Roderer, c’est le garçon brillant qui cherche le système métaphysique ultime ; il ne vieillit pas, il vit à peine, il cherche. Pendant ce temps, le narrateur grandit, voyage, ne trouve rien non plus. Ça se passe en Argentine, mettons entre 1975 et 1985. Pour peu qu’on s’intéresse aux héros en marge et en quête de savoir — Faust, bien sûr, mais aussi un Louis Lambert, voire un Ignatius Reilly —, on trouvera dans la Vérité sur Gustavo Roderer quelque chose à se mettre sous la dent.
Mais pour se hisser au niveau d’une nouvelle de Borges, influence revendiquée, et justifiée si l’on pense à des personnages comme Pierre Ménard ou Funes, que manque-t-il au texte de Guillermo Martínez ? De la brièveté, sans doute, car il y a beaucoup de superflu dans la structure de ce récit : une histoire d’amour, une histoire de service militaire qui n’apportent pas grand-chose et transforment la bonne nouvelle en roman quelconque.
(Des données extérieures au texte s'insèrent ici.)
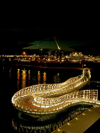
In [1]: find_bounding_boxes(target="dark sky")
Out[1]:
[1,4,99,55]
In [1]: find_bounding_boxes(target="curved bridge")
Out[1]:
[11,68,100,117]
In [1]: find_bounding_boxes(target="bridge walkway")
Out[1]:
[52,105,100,133]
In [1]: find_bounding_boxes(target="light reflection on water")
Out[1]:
[15,68,62,90]
[16,69,48,90]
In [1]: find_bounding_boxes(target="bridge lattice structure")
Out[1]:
[11,68,100,117]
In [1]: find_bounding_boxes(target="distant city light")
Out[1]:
[23,51,26,55]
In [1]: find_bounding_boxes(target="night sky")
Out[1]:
[1,4,99,55]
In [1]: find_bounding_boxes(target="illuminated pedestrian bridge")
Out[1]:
[11,68,100,117]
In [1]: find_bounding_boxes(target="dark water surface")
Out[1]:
[0,65,100,132]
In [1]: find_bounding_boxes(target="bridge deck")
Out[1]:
[52,105,100,133]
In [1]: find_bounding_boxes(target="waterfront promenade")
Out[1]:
[52,105,100,133]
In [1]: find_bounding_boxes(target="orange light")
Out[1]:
[23,51,26,55]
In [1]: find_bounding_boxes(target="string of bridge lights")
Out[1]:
[11,68,100,117]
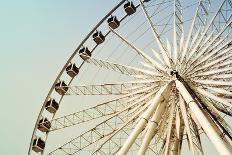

Quant au narrateur, il est trop fiable, à des années-lumière de celui du Motif dans le tapis — récit auquel Martínez fait référence — ou de Bartleby le scribe — référence absolue quand on parle d’un récit de cent pages bâti autour d’un personnage mystérieux. Ça n’enrichit pas la Vérité sur Gustavo Roderer, qui se laisse lire sans déplaisir mais ne deviendra pas le classique qu’il aurait pu être appelé à devenir.